The constant need of television news for spectacle, the magnifying effect of the Internet, and my own unfortunate reaction to a charged situation combined to produce enduring images of how not to handle yourself on camera.
What happened? The short answer is I let my frustration get the best of me. In the heat of the moment, I lost sight of the critical fact that my actions were no longer solely personal to me, but needed to reflect the values of numerous others whom I was representing.
Do I regret it? You bet I do.
In those few seconds I managed to lose sight of everything I have learned in 25 years of public relations. Because I reacted as I did, I made a bad situation worse. My boss at the time made the point with understated aplomb. “You could have behaved with greater reserve,” he said.
The fundamental rule I violated is this: It’s never about you. In public relations, as so many PR professionals reading this blog will know, you can’t take criticism personally. When you lose your objectivity, your effectiveness goes with it.
But to maintain professional equilibrium in tense circumstances you have to know something about who you are, otherwise you might surprise yourself, as I did, with behavior you hardly knew you were capable of.
Friends have said how unlike me it was to react as I did.
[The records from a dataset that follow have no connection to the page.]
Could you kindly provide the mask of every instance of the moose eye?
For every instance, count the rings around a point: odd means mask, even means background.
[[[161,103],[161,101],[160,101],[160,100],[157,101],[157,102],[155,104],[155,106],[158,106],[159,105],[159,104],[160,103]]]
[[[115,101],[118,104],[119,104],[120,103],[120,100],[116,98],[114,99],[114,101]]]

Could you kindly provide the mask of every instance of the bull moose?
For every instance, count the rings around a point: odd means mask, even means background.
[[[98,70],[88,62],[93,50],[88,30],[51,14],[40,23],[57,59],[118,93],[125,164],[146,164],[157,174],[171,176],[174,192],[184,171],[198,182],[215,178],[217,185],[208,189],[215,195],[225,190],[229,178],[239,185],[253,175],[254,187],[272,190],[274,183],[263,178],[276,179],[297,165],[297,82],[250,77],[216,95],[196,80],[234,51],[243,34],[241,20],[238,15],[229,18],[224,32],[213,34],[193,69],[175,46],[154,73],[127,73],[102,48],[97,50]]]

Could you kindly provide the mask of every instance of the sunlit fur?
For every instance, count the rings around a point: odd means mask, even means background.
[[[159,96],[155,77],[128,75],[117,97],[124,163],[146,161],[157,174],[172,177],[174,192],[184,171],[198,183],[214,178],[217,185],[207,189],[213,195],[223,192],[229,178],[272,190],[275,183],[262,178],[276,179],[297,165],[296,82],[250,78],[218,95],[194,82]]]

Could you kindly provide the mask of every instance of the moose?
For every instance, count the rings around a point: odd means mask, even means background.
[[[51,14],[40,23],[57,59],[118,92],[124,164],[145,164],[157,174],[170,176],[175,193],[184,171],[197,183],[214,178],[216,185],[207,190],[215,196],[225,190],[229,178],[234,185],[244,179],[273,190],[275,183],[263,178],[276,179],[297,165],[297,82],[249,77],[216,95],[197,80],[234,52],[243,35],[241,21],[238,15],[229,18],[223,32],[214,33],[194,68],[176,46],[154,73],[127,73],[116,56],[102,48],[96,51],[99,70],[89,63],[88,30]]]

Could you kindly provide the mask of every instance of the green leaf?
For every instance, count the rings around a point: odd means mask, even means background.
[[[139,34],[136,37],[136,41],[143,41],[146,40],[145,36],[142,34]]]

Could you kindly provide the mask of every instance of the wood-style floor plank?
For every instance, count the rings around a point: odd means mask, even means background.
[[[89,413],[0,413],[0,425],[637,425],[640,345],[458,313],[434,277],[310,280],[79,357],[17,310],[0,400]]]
But it was me who reacted that way, not anyone else.
My surprise and dismay at my own behavior has led me to do some serious, and helpful, soul searching. For those who may have had a similar experience, or hope to avoid one, I recommend Naomi Quenk’s book about personality types, “Was That Really Me?”
Besides the confrontation on film, my experience entailed a confrontation with myself and one with the tenets of my profession. It caused me to look closely at the reasons I care about public communication and to recall that which drew me into the profession to begin with was the vitality of its contribution to social change.
As public relations practitioners, our stock in trade consists of the narratives we fashion from the events of the day. We are workers in story.
Because so much of our ability to shape the world around us depends upon narrative perspective—“framing” as we have come to call it—it helps to be aware of how we frame our own histories and purposes, the assumptions we take for granted about ourselves as we frame the narratives of our own lives simply by living them every day.
The organizational development theorist Margaret Wheatley wrote that communication matters because information exchange is necessary to life. Bodies continually exchange information with their environment to gauge the changes they must make in order to maintain their integrity.
As I have learned, to be effective, we must be exquisitely attuned to our faults as well as our strengths. Paradoxically, changing is the only hope any of us has of being who we are.
And as for the eternity of the Internet? Take it from me: Immortality is not all it’s cracked up to be.